Re: [PATCH] perf/bpf: Don't call bpf_overflow_handler() for tracing events

Kyle Huey <me@xxxxxxxxxxxx> · Mon, 15 Jul 2024 07:33:57 -0700

On Mon, Jul 15, 2024 at 4:12 AM Peter Zijlstra <peterz@xxxxxxxxxxxxx> wrote:
>
> On Sat, Jul 13, 2024 at 10:32:07PM +0200, Jiri Olsa wrote:
> > On Fri, Jul 12, 2024 at 09:46:45PM -0700, Kyle Huey wrote:
> > > The regressing commit is new in 6.10. It assumed that anytime event->prog
> > > is set bpf_overflow_handler() should be invoked to execute the attached bpf
> > > program. This assumption is false for tracing events, and as a result the
> > > regressing commit broke bpftrace by invoking the bpf handler with garbage
> > > inputs on overflow.
> > >
> > > Prior to the regression the overflow handlers formed a chain (of length 0,
> > > 1, or 2) and perf_event_set_bpf_handler() (the !tracing case) added
> > > bpf_overflow_handler() to that chain, while perf_event_attach_bpf_prog()
> > > (the tracing case) did not. Both set event->prog. The chain of overflow
> > > handlers was replaced by a single overflow handler slot and a fixed call to
> > > bpf_overflow_handler() when appropriate. This modifies the condition there
> > > to include !perf_event_is_tracing(), restoring the previous behavior and
> > > fixing bpftrace.
> > >
> > > Signed-off-by: Kyle Huey <khuey@xxxxxxxxxxxx>
> > > Reported-by: Joe Damato <jdamato@xxxxxxxxxx>
> > > Fixes: f11f10bfa1ca ("perf/bpf: Call BPF handler directly, not through overflow machinery")
> > > Tested-by: Joe Damato <jdamato@xxxxxxxxxx> # bpftrace
> > > Tested-by: Kyle Huey <khuey@xxxxxxxxxxxx> # bpf overflow handlers
> > > ---
> > >  kernel/events/core.c | 11 ++++++++++-
> > >  1 file changed, 10 insertions(+), 1 deletion(-)
> > >
> > > diff --git a/kernel/events/core.c b/kernel/events/core.c
> > > index 8f908f077935..f0d7119585dc 100644
> > > --- a/kernel/events/core.c
> > > +++ b/kernel/events/core.c
> > > @@ -9666,6 +9666,8 @@ static inline void perf_event_free_bpf_handler(struct perf_event *event)
> > >   * Generic event overflow handling, sampling.
> > >   */
> > >
> > > +static bool perf_event_is_tracing(struct perf_event *event);
> > > +
> > >  static int __perf_event_overflow(struct perf_event *event,
> > >                              int throttle, struct perf_sample_data *data,
> > >                              struct pt_regs *regs)
> > > @@ -9682,7 +9684,9 @@ static int __perf_event_overflow(struct perf_event *event,
> > >
> > >     ret = __perf_event_account_interrupt(event, throttle);
> > >
> > > -   if (event->prog && !bpf_overflow_handler(event, data, regs))
> > > +   if (event->prog &&
> > > +       !perf_event_is_tracing(event) &&
> > > +       !bpf_overflow_handler(event, data, regs))
> > >             return ret;
> >
> > ok makes sense, it's better to follow the perf_event_set_bpf_prog condition
> >
> > Reviewed-by: Jiri Olsa <jolsa@xxxxxxxxxx>
>
> Urgh, so wth does event_is_tracing do with event->prog? And can't we
> clean this up?

Tracing events keep track of the bpf program in event->prog solely for
cleanup. The bpf programs are stored in and invoked from
event->tp_event->prog_array, but when the event is destroyed it needs
to know which bpf program to remove from that array.
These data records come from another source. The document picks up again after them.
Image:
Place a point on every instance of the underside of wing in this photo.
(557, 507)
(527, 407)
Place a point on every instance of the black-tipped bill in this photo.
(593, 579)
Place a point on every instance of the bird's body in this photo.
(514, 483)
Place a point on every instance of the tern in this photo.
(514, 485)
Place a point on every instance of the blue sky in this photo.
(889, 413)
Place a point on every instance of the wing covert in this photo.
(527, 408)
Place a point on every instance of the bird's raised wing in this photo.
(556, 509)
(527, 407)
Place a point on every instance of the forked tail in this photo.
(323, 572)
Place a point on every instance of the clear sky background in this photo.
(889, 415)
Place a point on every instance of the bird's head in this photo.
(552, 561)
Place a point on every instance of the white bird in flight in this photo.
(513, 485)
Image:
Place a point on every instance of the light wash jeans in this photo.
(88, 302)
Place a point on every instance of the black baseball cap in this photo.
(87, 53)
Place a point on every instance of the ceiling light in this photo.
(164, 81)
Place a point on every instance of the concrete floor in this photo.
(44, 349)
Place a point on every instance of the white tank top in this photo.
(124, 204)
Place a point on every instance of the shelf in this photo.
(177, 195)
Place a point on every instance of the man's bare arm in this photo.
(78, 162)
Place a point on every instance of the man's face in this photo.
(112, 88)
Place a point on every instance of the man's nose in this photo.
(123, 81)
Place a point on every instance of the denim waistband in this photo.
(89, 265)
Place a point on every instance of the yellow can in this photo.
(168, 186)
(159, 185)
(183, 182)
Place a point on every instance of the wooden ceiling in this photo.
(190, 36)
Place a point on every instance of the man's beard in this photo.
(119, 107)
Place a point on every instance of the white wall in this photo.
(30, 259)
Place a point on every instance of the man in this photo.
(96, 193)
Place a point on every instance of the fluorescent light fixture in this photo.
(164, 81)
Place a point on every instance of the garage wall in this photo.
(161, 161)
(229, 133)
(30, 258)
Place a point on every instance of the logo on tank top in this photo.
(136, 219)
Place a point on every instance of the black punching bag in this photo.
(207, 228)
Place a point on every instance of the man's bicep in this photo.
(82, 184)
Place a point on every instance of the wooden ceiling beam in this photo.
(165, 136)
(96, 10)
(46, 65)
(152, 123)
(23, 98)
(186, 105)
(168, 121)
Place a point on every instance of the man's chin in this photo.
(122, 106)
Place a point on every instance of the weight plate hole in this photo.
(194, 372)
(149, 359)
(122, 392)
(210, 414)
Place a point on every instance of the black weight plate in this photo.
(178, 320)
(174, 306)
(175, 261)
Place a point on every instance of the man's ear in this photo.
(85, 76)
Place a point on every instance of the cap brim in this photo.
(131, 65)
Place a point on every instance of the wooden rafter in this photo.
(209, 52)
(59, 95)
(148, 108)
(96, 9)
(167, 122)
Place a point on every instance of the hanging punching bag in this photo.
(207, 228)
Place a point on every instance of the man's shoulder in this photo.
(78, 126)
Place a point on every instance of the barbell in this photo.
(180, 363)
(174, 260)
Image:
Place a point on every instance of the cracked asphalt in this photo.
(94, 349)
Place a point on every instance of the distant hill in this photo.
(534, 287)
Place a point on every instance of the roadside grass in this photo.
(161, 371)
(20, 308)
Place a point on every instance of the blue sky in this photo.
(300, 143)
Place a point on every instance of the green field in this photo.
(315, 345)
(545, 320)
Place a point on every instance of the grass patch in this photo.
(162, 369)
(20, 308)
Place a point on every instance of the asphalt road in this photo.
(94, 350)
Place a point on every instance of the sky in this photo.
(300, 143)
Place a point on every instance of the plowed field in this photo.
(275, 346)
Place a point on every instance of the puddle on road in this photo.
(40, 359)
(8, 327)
> That whole perf_event_is_tracing() is a pretty gross function.
>
> Also, I think the default return value of bpf_overflow_handler() is
> wrong -- note how if !event->prog we won't call bpf_overflow_handler(),
> but if we do call it, but then have !event->prog on the re-read, we
> still return 0.

The synchronization model here isn't quite clear to me but I don't
think this matters in practice. Once event->prog is set the only
allowed change is for it to be cleared when the perf event is freed.
Anything else is refused by perf_event_set_bpf_handler() with EEXIST.
Can that free race with an overflow handler? I'm not sure, but even if
it can, dropping an overflow for an event that's being freed seems
fine to me. If it can't race then we could remove the condition on the
re-read entirely.

- Kyle